[Date Prev][Date Next][Thread Prev][Thread Next][Date Index][Thread Index]

Re: NaN, _FillValue and the FMRC



Hi all:

FMRC is different from other aggregations in that it operates on GridDatasets rather than NetcdfFiles. The default enhance mode of GridDataset is to add scale/offset and convert missing to NaNs. Currently that setting can only be changed globally. Also, theres a bug in the code allowing non-default enhancements in 4.1, that i may not be able to fix until 4.2.

Non-FMRC aggregations dont do any enhancements unless you ask for it in the NcML.

Whenever scale/offset is applied, the attributes scale_factor and add_offset are removed, so there shouldnt be the danger of applying twice. Since other (non-CDM) client libraries dont apply scale/offset, it seems like the best default is to convert on the server. Performance is typically (eg IDV) limited by latency, not bandwidth, so the 2X increase in size hasnt been a problem. You may have use cases where its more important.

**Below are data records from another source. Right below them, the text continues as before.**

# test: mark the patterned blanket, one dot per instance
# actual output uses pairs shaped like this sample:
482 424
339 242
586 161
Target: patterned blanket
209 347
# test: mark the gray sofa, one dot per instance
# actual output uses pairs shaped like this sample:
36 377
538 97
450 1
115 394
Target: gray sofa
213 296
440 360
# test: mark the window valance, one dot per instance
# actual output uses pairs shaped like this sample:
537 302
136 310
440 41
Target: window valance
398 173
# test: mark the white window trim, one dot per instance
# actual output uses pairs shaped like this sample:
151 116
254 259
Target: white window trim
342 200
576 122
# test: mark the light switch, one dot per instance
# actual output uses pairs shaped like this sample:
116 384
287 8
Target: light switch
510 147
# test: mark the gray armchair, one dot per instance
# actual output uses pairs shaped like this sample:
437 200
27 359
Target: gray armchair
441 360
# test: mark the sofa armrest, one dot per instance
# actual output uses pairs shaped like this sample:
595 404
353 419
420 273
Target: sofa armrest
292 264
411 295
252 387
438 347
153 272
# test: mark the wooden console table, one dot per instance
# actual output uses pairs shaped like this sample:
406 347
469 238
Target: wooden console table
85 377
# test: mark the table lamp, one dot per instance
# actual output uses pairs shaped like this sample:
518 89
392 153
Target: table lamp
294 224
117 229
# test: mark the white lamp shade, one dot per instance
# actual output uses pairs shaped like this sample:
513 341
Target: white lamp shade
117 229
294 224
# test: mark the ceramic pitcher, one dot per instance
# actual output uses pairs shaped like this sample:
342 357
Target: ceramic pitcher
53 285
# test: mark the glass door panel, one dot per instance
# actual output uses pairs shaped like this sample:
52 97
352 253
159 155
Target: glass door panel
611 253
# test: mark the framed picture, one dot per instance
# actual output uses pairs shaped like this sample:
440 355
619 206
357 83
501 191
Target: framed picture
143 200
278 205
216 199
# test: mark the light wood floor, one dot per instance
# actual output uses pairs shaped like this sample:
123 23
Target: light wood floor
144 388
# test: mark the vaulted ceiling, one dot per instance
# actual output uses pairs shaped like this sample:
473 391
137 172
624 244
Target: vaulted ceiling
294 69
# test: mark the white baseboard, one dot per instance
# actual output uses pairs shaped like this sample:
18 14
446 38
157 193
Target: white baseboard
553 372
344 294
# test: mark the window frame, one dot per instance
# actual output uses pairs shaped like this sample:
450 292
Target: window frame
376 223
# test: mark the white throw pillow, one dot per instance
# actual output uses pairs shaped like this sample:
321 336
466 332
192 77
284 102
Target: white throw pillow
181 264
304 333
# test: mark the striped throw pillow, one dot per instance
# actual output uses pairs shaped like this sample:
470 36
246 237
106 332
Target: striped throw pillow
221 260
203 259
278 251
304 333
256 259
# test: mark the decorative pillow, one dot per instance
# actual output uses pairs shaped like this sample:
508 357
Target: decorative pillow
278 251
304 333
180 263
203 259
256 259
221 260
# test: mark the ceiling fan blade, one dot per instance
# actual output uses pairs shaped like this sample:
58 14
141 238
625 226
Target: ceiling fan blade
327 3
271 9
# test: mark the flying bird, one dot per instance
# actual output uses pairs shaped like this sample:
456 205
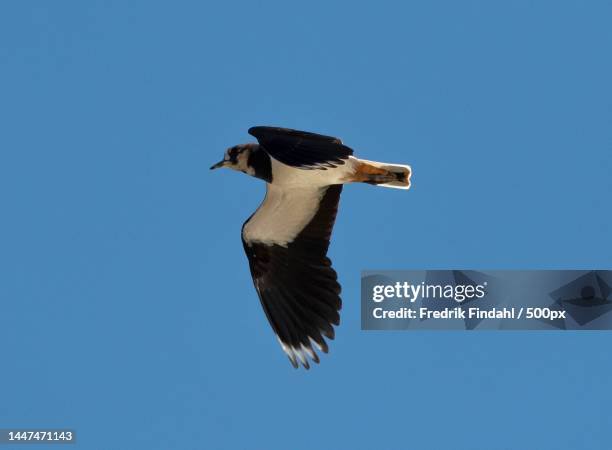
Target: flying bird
287 237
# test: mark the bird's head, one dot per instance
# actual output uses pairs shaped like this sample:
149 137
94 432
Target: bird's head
236 158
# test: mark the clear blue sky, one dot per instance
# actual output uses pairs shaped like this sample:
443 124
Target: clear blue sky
126 307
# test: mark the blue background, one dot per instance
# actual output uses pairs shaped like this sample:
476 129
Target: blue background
126 308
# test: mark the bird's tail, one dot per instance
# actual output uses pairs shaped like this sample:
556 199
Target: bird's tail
382 174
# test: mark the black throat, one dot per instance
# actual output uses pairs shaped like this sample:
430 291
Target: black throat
259 160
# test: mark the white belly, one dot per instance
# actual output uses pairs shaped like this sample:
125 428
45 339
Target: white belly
284 212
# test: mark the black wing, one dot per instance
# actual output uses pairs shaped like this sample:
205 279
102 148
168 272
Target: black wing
300 148
297 285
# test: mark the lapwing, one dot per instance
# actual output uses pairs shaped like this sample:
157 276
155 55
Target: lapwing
287 237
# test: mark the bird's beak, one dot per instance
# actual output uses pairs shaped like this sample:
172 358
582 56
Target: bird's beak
219 164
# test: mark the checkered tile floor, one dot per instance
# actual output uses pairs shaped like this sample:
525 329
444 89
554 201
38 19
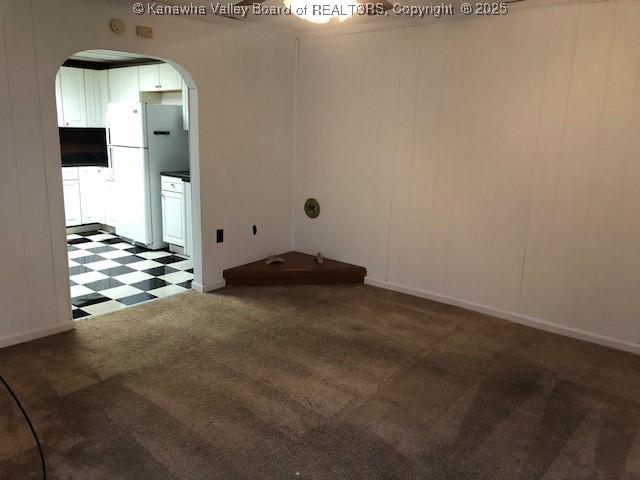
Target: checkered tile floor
108 273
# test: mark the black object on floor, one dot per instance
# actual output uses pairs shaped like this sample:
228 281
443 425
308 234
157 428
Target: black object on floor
33 430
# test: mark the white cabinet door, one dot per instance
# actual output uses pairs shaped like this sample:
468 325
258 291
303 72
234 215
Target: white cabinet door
159 78
91 195
173 218
72 211
74 110
149 78
123 85
169 77
59 101
96 86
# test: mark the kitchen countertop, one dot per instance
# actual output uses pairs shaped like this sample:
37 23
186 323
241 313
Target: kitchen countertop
185 176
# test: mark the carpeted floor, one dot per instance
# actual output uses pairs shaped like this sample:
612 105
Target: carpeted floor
318 382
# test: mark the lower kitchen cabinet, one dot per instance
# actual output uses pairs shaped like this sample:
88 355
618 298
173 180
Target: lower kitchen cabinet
72 211
86 190
92 197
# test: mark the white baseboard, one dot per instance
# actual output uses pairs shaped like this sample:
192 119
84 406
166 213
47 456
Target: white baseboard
198 287
511 316
32 335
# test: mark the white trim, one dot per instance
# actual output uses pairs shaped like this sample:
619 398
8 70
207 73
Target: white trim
198 287
32 335
510 316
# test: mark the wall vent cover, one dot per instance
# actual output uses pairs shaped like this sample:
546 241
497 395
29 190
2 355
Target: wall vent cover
312 208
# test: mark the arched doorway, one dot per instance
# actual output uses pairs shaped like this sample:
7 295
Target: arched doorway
129 158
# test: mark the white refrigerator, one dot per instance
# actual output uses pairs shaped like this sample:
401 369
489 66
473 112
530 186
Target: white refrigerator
143 140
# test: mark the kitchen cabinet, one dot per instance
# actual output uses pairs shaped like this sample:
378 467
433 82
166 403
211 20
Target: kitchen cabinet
185 106
96 86
173 211
124 85
72 97
110 205
92 198
159 78
188 242
173 218
72 211
59 101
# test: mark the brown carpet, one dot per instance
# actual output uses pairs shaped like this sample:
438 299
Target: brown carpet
318 382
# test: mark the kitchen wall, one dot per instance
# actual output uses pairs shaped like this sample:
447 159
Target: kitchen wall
492 163
244 77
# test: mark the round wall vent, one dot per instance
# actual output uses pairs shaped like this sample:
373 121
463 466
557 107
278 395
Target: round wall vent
312 208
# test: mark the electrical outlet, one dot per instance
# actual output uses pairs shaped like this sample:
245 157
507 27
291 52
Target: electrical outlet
144 31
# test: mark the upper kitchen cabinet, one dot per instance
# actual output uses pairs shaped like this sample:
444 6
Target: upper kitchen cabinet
159 78
123 85
59 101
96 86
72 97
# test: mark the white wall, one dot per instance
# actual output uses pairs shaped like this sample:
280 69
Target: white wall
244 77
493 162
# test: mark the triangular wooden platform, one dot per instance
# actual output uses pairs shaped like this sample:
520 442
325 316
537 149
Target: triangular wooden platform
298 268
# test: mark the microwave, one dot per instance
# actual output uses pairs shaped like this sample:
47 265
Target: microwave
83 147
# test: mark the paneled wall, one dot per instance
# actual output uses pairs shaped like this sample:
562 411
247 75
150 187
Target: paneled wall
491 162
246 114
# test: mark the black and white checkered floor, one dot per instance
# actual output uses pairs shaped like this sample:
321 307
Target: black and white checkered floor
108 274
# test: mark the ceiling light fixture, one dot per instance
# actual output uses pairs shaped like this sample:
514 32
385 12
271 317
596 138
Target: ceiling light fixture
317 12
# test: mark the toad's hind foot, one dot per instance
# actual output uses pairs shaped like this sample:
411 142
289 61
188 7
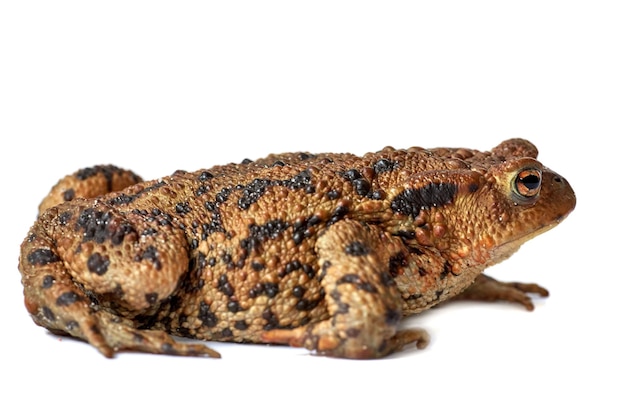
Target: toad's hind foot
488 289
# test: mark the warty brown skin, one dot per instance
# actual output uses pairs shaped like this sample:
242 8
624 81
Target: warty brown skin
325 251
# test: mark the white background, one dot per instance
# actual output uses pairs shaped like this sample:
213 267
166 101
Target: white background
159 86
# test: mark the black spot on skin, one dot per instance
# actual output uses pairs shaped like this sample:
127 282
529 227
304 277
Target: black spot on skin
383 165
386 279
352 174
392 316
167 348
69 194
224 286
205 315
65 217
412 201
405 234
356 280
233 306
396 263
151 254
377 195
42 256
47 282
298 291
342 307
271 289
67 298
252 192
48 314
182 208
333 194
205 175
98 264
202 190
361 186
257 234
270 318
222 196
339 212
357 248
152 298
98 226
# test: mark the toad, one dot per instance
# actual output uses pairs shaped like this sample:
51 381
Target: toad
323 251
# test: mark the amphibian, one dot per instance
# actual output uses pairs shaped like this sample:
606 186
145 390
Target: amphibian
324 251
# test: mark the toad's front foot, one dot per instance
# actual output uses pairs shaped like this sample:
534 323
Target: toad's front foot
488 289
324 340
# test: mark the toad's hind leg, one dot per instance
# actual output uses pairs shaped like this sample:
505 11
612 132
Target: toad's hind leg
88 271
89 182
363 302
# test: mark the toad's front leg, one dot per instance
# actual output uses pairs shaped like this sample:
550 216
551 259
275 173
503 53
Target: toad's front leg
363 302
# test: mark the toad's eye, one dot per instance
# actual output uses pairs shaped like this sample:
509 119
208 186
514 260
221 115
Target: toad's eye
527 184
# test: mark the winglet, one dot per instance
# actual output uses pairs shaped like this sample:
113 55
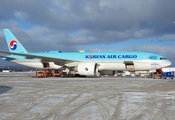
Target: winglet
13 44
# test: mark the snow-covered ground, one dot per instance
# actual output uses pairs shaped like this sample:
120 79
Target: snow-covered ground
107 98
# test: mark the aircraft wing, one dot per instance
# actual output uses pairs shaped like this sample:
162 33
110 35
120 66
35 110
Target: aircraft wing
57 61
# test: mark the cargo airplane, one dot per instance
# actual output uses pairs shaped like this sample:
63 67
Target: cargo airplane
85 63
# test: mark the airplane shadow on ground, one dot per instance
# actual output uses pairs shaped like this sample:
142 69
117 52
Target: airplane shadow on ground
4 89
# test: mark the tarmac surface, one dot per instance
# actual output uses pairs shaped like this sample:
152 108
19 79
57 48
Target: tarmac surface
92 98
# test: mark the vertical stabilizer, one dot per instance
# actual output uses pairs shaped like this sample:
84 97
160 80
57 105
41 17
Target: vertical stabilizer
13 44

Theres a lot of complexity around the enhancement code, and I will have to look carefully at what I can support. Id like to hear your "gotta have" needs, plus your "would be nice if it doesnt make the code unstable" wishes.

John

On 4/27/2010 10:33 AM, Rich Signell wrote:
Steve,

Will wait to hear from John.  My  inclination would be that the aggregation
process ought not to cause _FillValue, scale_factor, add_offset and data
type to be presented differently than they would have been in the original
unaggregated files.
And I would agree.  I've been burned when people applied the wrong
scale_factor and add_offsets, and all I knew was that the values
looked funny (I didn't know they even had scale_factor and
add_offsets, but it eventually came out on investigation).   And
doesn't it take twice as long to deliver data over opendap if the data
is float instead of short?

-Rich

     - Steve

If you look at these original files (for example)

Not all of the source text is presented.